Chico morreram. Millôr morremos. Simples assim.

Guga Alayon

Poema para grande orquestra parada – um silêncio bem alto

Você já amou uma mulher brilhante.
Você já amou uma mulher formosa.
Você já amou uma mulher
Silenciosa?
Que fala pouco.
E bem,
E baixo,
Que não eleva a voz por raiva
Nem má educação,
Que anda com seus pés de seda
Num mundo de algodão.
Que não bate, fecha a porta,
Como quem fecha o casaco
De um filho
(Ou abre um coração)?
Que quando fala, se aproxima
Ao alcance da mão
Pra que a voz não se transforme em grito?
E que absorve o mundo
Sem re-percussão
Num olhar de preguiça
Num colchão de cortiça
Como um mata-borrão?

Mas um dia ela sai
Levando o seu silêncio
De pingüim andando solitário em
sua Antártica
(ou Antártida),
No eterno
Gelo sobre gelo
No infinito
Branco sobre branco
E dos cantos e recantos
Onde habitou calada
– entre oniausente –
Brotam aos poucos,
Os ruídos
Pisados,
Colocados embaixo do tapete
Guardados na despensa
Na gaveta mais funda
De uma vida em comum.
Os trincos falam,
A cafeteira chia,
A espreguiçadora range,
O telefone toca,
As louças tinem,
O relógio bate,
O cão ladra,
O rádio mia,
Toda a casa ressoa, reverbera
e brada
E a orquestra em pleno do teu
dia-a-dia
Ataca a algaravia
Fabril
Escondida no lençol de silêncio
Com que ela partiu.

6 comments / Add your comment below

  1. Eu aceito o que você disse sobre o Chico. Agora ESSE não há como relativizar. Millõr é um gênio absoluto. (Não colocarei exclamação por ser um fato óbvio).

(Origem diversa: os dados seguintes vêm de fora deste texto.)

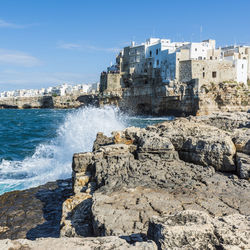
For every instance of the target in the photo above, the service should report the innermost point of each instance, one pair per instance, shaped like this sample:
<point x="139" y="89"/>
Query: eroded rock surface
<point x="173" y="166"/>
<point x="197" y="230"/>
<point x="35" y="212"/>
<point x="101" y="243"/>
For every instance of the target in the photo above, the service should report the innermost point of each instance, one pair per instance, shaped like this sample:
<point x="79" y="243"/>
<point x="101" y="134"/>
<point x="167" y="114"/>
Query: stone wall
<point x="60" y="102"/>
<point x="110" y="81"/>
<point x="207" y="71"/>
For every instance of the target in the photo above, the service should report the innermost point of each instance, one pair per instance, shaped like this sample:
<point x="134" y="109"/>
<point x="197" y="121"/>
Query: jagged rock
<point x="128" y="210"/>
<point x="77" y="216"/>
<point x="197" y="230"/>
<point x="145" y="177"/>
<point x="199" y="143"/>
<point x="102" y="243"/>
<point x="241" y="139"/>
<point x="243" y="165"/>
<point x="225" y="121"/>
<point x="35" y="212"/>
<point x="102" y="140"/>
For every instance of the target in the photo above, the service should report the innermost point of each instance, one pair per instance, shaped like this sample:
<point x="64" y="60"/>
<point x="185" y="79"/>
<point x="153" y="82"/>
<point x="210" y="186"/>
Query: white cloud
<point x="5" y="24"/>
<point x="17" y="58"/>
<point x="79" y="46"/>
<point x="69" y="46"/>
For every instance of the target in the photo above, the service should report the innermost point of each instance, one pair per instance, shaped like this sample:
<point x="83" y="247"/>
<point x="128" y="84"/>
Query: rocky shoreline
<point x="181" y="184"/>
<point x="43" y="102"/>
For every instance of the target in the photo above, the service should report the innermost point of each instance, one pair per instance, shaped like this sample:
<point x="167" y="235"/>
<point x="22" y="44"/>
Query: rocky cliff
<point x="181" y="184"/>
<point x="60" y="102"/>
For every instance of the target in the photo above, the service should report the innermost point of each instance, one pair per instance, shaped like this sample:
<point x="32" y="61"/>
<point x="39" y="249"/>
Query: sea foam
<point x="52" y="161"/>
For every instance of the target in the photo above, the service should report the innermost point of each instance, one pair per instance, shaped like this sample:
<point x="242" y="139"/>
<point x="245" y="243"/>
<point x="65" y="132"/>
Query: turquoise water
<point x="36" y="146"/>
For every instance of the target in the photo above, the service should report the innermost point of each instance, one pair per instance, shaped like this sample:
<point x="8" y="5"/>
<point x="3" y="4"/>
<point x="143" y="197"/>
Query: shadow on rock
<point x="52" y="199"/>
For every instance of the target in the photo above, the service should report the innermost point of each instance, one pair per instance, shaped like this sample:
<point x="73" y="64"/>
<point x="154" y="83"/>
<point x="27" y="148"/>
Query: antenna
<point x="200" y="32"/>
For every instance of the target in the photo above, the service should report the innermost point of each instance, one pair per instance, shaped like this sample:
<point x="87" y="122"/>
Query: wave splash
<point x="52" y="161"/>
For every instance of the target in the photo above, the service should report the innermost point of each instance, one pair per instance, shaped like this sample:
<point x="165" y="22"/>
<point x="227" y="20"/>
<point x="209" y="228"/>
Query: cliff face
<point x="177" y="182"/>
<point x="181" y="184"/>
<point x="60" y="102"/>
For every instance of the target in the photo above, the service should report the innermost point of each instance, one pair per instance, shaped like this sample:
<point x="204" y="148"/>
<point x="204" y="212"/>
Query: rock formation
<point x="192" y="168"/>
<point x="58" y="102"/>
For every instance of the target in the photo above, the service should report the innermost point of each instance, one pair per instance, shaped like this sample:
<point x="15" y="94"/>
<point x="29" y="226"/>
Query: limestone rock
<point x="35" y="212"/>
<point x="199" y="143"/>
<point x="241" y="139"/>
<point x="102" y="243"/>
<point x="243" y="165"/>
<point x="197" y="230"/>
<point x="226" y="121"/>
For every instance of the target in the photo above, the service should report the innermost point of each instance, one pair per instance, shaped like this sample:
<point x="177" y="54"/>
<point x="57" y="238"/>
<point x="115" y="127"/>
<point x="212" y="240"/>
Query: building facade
<point x="160" y="61"/>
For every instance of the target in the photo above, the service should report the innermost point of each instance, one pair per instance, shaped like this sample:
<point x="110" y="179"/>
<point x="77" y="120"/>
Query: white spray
<point x="52" y="161"/>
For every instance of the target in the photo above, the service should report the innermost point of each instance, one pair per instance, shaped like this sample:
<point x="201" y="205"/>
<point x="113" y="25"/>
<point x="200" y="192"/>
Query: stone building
<point x="162" y="62"/>
<point x="238" y="52"/>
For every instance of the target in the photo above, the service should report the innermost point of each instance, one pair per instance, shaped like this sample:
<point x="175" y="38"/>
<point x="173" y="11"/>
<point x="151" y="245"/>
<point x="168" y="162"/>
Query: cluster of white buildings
<point x="60" y="90"/>
<point x="177" y="62"/>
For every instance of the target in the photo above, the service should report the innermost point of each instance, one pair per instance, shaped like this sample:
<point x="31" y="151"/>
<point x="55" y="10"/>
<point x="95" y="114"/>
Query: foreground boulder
<point x="102" y="243"/>
<point x="197" y="230"/>
<point x="140" y="173"/>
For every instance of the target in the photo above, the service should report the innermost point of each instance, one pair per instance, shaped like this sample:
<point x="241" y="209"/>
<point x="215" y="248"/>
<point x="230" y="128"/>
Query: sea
<point x="37" y="145"/>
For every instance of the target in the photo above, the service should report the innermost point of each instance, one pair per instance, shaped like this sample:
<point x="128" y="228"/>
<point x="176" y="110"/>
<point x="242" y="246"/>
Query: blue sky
<point x="47" y="42"/>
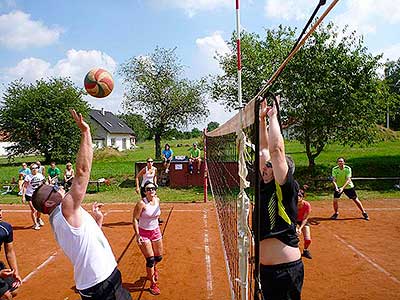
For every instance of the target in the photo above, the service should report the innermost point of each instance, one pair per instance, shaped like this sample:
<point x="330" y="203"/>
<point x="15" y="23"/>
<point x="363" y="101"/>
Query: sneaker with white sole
<point x="335" y="216"/>
<point x="154" y="289"/>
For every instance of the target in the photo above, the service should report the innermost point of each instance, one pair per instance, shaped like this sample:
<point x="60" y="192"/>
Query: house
<point x="109" y="131"/>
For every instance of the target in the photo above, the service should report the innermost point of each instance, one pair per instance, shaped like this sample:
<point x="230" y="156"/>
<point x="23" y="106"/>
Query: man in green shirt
<point x="341" y="179"/>
<point x="194" y="157"/>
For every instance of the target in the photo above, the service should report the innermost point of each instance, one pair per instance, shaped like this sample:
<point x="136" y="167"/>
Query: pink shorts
<point x="150" y="235"/>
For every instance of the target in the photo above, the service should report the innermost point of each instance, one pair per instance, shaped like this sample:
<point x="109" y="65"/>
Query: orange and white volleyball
<point x="99" y="83"/>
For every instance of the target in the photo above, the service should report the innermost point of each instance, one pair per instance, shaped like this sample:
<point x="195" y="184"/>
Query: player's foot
<point x="155" y="274"/>
<point x="335" y="216"/>
<point x="307" y="254"/>
<point x="154" y="289"/>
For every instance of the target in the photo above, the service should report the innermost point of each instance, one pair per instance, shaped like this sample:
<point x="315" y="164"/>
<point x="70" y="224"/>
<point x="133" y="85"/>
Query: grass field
<point x="378" y="160"/>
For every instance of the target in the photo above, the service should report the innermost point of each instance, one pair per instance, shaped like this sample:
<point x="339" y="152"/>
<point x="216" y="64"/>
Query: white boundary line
<point x="378" y="267"/>
<point x="207" y="257"/>
<point x="27" y="277"/>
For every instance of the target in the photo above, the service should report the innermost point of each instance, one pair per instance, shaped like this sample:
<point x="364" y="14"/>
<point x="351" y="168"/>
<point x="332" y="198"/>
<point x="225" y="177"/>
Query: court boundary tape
<point x="367" y="258"/>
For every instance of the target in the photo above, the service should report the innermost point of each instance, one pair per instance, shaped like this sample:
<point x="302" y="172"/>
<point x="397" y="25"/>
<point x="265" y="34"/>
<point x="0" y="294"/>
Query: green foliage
<point x="36" y="118"/>
<point x="392" y="80"/>
<point x="330" y="89"/>
<point x="155" y="89"/>
<point x="138" y="125"/>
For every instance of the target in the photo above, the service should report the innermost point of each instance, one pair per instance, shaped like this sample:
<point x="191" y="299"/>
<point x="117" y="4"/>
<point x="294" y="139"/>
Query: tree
<point x="212" y="125"/>
<point x="155" y="89"/>
<point x="330" y="89"/>
<point x="36" y="118"/>
<point x="138" y="125"/>
<point x="392" y="80"/>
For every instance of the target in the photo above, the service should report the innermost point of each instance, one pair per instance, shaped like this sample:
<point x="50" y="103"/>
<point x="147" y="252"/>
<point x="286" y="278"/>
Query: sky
<point x="46" y="38"/>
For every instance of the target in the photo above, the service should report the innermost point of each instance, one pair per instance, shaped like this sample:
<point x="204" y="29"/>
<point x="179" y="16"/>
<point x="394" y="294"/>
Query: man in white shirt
<point x="95" y="269"/>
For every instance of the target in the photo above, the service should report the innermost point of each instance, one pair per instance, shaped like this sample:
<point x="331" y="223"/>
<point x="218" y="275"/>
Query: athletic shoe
<point x="155" y="274"/>
<point x="306" y="254"/>
<point x="334" y="216"/>
<point x="154" y="289"/>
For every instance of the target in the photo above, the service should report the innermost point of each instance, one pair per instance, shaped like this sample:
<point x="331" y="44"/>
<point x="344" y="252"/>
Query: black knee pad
<point x="150" y="261"/>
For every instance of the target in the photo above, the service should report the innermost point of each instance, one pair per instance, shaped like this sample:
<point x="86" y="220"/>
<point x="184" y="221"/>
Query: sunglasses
<point x="55" y="189"/>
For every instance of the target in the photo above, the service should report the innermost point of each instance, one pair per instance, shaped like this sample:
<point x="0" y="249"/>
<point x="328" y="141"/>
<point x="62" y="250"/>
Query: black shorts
<point x="282" y="281"/>
<point x="109" y="289"/>
<point x="6" y="283"/>
<point x="351" y="193"/>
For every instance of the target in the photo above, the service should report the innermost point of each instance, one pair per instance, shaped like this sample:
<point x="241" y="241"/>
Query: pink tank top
<point x="149" y="217"/>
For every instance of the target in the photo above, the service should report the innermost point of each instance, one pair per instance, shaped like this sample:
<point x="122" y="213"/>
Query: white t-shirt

    Há alguns meses venho esperando por essa notícia. Aliás, desde quando ele parou de escrever para a Veja_ e, em decorrência, eu parei de comprar essa revista. Existe uma classe de octogenários que me mantêm as orelhas em pé e o nível da angústia da perda em alerta. A qualquer momento espero a notícia da morte de um certo escritor colombiano.